Antonio was on his way to his second job before I met him. He had worked all day and was now on his way to his night job at a local restaurant. Antonio was taking the back way to the restaurant. At the intersection of a state highway he was on the cross street and was proceeding on a green light. A car was stopped at the red light inbound on the highway and across the street another driver was stopped. At the same time a 17 year old boy was inbound on the highway in his SUV and talking on his cell phone to his mother. The boy did not notice the red light until it was too late. The SUV smashed into Antonio’s car, directly into the driver’s side. Antonio never stood a chance and probably never knew what hit him. There were no skid marks before the impact point.
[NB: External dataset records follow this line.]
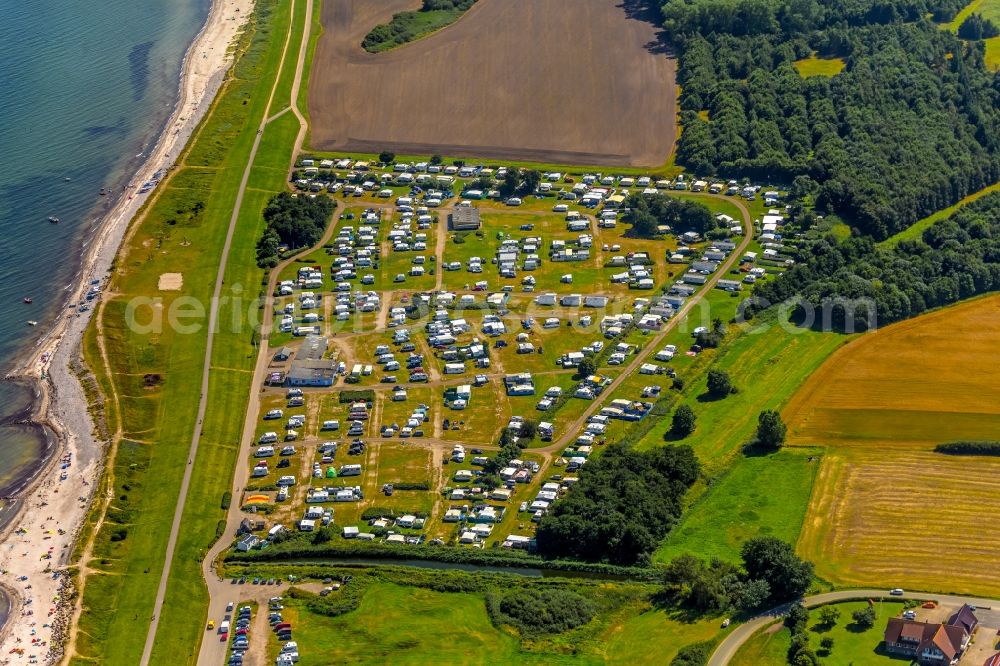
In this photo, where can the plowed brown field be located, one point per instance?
(581, 82)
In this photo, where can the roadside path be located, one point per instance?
(731, 644)
(213, 317)
(214, 651)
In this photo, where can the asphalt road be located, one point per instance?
(212, 650)
(213, 317)
(728, 647)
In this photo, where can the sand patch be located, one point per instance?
(171, 281)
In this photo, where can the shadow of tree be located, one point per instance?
(648, 11)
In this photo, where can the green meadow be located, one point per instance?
(758, 496)
(156, 375)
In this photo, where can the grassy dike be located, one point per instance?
(156, 375)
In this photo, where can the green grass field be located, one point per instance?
(758, 496)
(157, 416)
(916, 230)
(851, 643)
(990, 9)
(407, 625)
(414, 625)
(656, 632)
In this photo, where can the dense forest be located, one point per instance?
(956, 258)
(624, 504)
(909, 126)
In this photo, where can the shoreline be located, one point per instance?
(61, 407)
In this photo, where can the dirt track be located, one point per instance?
(540, 80)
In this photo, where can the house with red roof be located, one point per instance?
(929, 644)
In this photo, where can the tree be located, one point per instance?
(697, 584)
(719, 384)
(976, 27)
(797, 618)
(802, 188)
(683, 422)
(770, 430)
(267, 249)
(829, 615)
(771, 559)
(864, 618)
(750, 595)
(624, 504)
(586, 368)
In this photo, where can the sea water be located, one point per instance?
(85, 89)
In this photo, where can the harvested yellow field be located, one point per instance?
(915, 384)
(914, 519)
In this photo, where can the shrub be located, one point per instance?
(965, 448)
(412, 485)
(540, 611)
(359, 395)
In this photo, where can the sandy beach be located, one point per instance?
(36, 544)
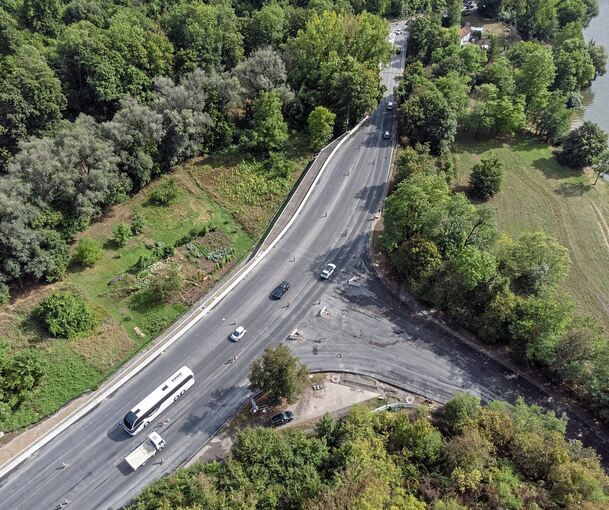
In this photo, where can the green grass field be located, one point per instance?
(222, 190)
(540, 194)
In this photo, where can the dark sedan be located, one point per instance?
(282, 418)
(280, 290)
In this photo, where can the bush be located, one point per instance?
(166, 193)
(461, 411)
(65, 315)
(137, 224)
(88, 252)
(583, 146)
(165, 283)
(5, 295)
(278, 374)
(122, 233)
(486, 178)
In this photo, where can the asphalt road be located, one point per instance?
(372, 333)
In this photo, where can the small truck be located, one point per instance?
(148, 449)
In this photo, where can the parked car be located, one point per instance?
(280, 290)
(238, 334)
(327, 271)
(282, 418)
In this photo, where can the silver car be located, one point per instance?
(327, 271)
(238, 334)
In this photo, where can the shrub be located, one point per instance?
(137, 224)
(5, 295)
(65, 315)
(486, 178)
(122, 233)
(88, 252)
(166, 282)
(583, 146)
(461, 411)
(166, 193)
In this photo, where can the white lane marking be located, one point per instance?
(152, 354)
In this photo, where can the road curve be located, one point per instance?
(94, 448)
(366, 326)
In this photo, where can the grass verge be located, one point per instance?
(238, 197)
(539, 194)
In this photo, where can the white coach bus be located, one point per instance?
(159, 400)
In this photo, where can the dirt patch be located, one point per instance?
(106, 347)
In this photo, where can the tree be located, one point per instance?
(88, 251)
(453, 12)
(99, 67)
(278, 374)
(571, 11)
(416, 259)
(535, 69)
(264, 71)
(486, 177)
(534, 262)
(165, 282)
(205, 36)
(537, 324)
(121, 234)
(138, 223)
(601, 166)
(412, 160)
(501, 73)
(42, 15)
(353, 90)
(409, 207)
(577, 351)
(598, 54)
(267, 26)
(65, 315)
(136, 132)
(550, 114)
(269, 131)
(166, 193)
(490, 8)
(455, 88)
(426, 117)
(537, 19)
(460, 411)
(574, 66)
(321, 127)
(184, 108)
(583, 146)
(5, 294)
(75, 173)
(31, 100)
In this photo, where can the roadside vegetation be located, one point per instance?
(466, 456)
(143, 150)
(481, 203)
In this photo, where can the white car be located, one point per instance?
(328, 270)
(238, 334)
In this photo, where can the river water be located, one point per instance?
(596, 100)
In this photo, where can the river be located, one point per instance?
(596, 99)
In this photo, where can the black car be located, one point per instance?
(280, 290)
(282, 418)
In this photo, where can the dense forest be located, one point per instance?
(446, 245)
(500, 456)
(99, 97)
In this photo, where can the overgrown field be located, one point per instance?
(540, 194)
(235, 199)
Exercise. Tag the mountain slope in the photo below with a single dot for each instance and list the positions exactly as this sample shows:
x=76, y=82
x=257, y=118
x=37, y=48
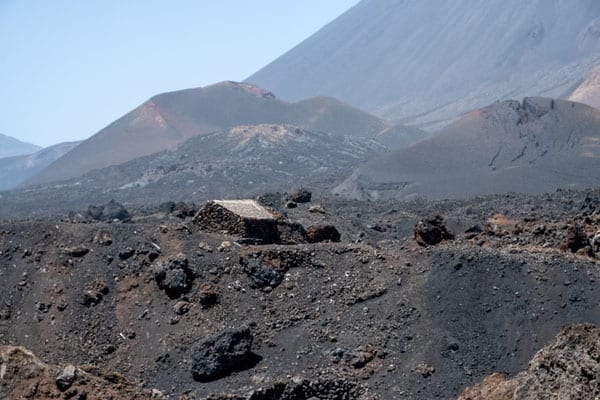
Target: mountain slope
x=239, y=162
x=169, y=119
x=428, y=61
x=532, y=147
x=10, y=147
x=15, y=170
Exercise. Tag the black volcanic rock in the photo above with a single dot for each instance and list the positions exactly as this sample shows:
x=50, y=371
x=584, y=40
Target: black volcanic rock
x=431, y=231
x=219, y=355
x=169, y=119
x=174, y=275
Antonio was at peace now, although the blood and mangled car disturbed this image. Antonio now joined the sad number of over 42,000 others who die similar transportation deaths each year in America. This was the very same intersection that one of my co-workers had pulled a man from a burning pickup truck on New Years Day after a similar accident. That man lived, Antonio did not, sometimes it happens that way. 42,000 of sometimes is too much I think. My co-workers and I get to meet a lot of Antonio’s each year. They are young and they are old, and they all have different life stories, until they leave and then all have a similar story.
I commented to the judge who arrived on scene to pronounce Antonio’s death that I suspected that this intersection met all of a transportation engineer’s requirements. After all, our new high school is located just down the street from this intersection. Later, while on the way to deliver the news of Antonio’s death to his roommate, co-worker, and friend from El Salvador, I mentioned to our Victim’s Services volunteer that it’s a shame that we have to drive everywhere in our lives as Antonio did. It doesn’t have to be this way. We could build our communities differently. Maybe then I could have met Antonio before he left.